GERECHTSHOF ARNHEM
Sector civiel recht
zaaknummer gerechtshof 200.034.725
(zaaknummer rechtbank 274.326)
arrest van de vijfde civiele kamer van 6 september 2011
[appellant],
wonende te [woonplaats],
appellant,
advocaat: mr. F.A.M. Knüppe,
1. de besloten vennootschap met beperkte aansprakelijkheid EM-TÉ Franchise B.V., voorheen Prisma Food Retail B.V., hierna nog steeds “Prisma” te noemen,
gevestigd te Putten,
2. de besloten vennootschap met beperkte aansprakelijkheid
Sligro Food Group Nederland B.V.,
gevestigd te Veghel,
3. de besloten vennootschap met beperkte aansprakelijkheid EM-TÉ Supermarkten B.V.,
gevestigd te Veghel,
4. de besloten vennootschap met beperkte aansprakelijkheid S&S Winkels B.V.,
gevestigd te Someren,
geïntimeerden,
advocaat: mr. W.L.H. Janssens (voorheen mr. A.J.A. Simons-Schröer).
1. Het verdere verloop van het geding in hoger beroep
1.1 Het hof verwijst naar zijn tussenarrest van 3 augustus 2010. Ingevolge dat tussenarrest heeft op 1 oktober 2010 een comparitie van partijen plaatsgevonden. Het hiervan opgemaakte proces-verbaal bevindt zich in afschrift bij de stukken.

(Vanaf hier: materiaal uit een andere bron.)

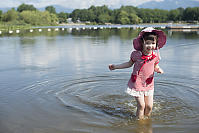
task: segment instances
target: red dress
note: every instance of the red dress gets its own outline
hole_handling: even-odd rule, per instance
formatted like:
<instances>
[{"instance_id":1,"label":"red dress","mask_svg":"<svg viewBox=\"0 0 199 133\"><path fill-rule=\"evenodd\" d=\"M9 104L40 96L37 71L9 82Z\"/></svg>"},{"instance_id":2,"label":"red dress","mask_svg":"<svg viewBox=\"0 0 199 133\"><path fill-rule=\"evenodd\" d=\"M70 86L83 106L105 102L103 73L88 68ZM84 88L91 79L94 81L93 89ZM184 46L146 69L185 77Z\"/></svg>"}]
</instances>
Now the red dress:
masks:
<instances>
[{"instance_id":1,"label":"red dress","mask_svg":"<svg viewBox=\"0 0 199 133\"><path fill-rule=\"evenodd\" d=\"M141 51L133 51L131 60L134 62L133 72L128 87L135 91L148 91L154 89L154 66L159 63L159 56L152 52L143 55Z\"/></svg>"}]
</instances>

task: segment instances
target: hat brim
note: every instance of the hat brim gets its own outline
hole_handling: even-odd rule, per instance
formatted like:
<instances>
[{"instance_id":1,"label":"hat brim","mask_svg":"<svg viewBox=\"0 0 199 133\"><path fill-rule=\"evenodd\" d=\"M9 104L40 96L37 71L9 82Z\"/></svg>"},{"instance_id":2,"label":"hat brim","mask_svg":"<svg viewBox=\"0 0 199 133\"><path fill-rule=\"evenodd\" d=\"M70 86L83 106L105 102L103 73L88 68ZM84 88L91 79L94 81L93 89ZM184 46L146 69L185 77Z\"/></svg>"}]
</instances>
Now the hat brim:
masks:
<instances>
[{"instance_id":1,"label":"hat brim","mask_svg":"<svg viewBox=\"0 0 199 133\"><path fill-rule=\"evenodd\" d=\"M159 49L162 48L166 44L167 38L166 38L166 35L163 31L156 30L156 29L149 30L149 31L142 30L140 32L139 36L133 40L133 46L134 46L135 50L142 51L142 36L144 35L145 32L154 32L154 33L157 34L157 36L158 36L158 48ZM156 50L157 50L157 48L156 48Z\"/></svg>"}]
</instances>

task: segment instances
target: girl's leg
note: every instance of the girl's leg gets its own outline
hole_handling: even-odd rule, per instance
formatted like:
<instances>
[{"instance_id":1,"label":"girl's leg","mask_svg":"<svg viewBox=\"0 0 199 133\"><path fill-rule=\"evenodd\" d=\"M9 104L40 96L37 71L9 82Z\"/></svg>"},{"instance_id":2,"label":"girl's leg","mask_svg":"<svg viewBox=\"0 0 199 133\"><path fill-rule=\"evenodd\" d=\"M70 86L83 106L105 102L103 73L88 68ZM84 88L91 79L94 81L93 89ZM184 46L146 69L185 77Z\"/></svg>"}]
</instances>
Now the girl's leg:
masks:
<instances>
[{"instance_id":1,"label":"girl's leg","mask_svg":"<svg viewBox=\"0 0 199 133\"><path fill-rule=\"evenodd\" d=\"M153 95L144 96L144 101L145 101L144 115L149 117L151 115L153 108Z\"/></svg>"},{"instance_id":2,"label":"girl's leg","mask_svg":"<svg viewBox=\"0 0 199 133\"><path fill-rule=\"evenodd\" d=\"M136 116L138 117L138 119L143 119L144 118L144 109L145 109L144 96L135 97L135 99L137 101Z\"/></svg>"}]
</instances>

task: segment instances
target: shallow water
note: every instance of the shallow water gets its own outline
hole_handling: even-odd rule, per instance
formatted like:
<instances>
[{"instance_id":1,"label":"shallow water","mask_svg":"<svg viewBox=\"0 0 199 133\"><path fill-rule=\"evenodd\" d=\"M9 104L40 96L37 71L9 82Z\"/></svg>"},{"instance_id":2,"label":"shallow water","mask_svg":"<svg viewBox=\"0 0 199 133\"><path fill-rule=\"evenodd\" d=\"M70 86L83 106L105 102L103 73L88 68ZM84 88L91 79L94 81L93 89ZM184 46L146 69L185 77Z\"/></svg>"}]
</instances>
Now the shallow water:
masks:
<instances>
[{"instance_id":1,"label":"shallow water","mask_svg":"<svg viewBox=\"0 0 199 133\"><path fill-rule=\"evenodd\" d=\"M139 30L98 29L0 37L0 132L134 133L199 130L199 32L166 31L160 50L165 74L155 75L151 119L135 119L124 90Z\"/></svg>"}]
</instances>

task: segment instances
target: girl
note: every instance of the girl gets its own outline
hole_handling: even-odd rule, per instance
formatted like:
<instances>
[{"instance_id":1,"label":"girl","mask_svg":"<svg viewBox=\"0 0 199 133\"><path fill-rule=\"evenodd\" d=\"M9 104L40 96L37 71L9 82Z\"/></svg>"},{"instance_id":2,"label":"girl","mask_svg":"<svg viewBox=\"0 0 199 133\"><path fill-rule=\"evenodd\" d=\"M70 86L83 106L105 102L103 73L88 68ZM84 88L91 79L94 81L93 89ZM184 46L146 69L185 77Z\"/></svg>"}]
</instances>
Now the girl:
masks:
<instances>
[{"instance_id":1,"label":"girl","mask_svg":"<svg viewBox=\"0 0 199 133\"><path fill-rule=\"evenodd\" d=\"M161 30L148 27L142 30L139 36L133 40L135 51L131 53L128 62L114 65L110 64L109 69L129 68L134 64L131 78L128 82L126 93L134 96L137 102L136 116L143 119L149 117L153 107L154 93L154 71L164 73L159 67L159 48L166 43L166 35ZM155 53L157 50L158 53Z\"/></svg>"}]
</instances>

1.2 [appellant] heeft ten behoeve van de comparitie bij akte stukken in het geding gebracht. Geïntimeerden hebben ten behoeve van de comparitie bij akte houdende overlegging producties en vervolgens bij tweede akte houdende overlegging producties, tevens houdende aanvulling van verweer stukken in het geding gebracht.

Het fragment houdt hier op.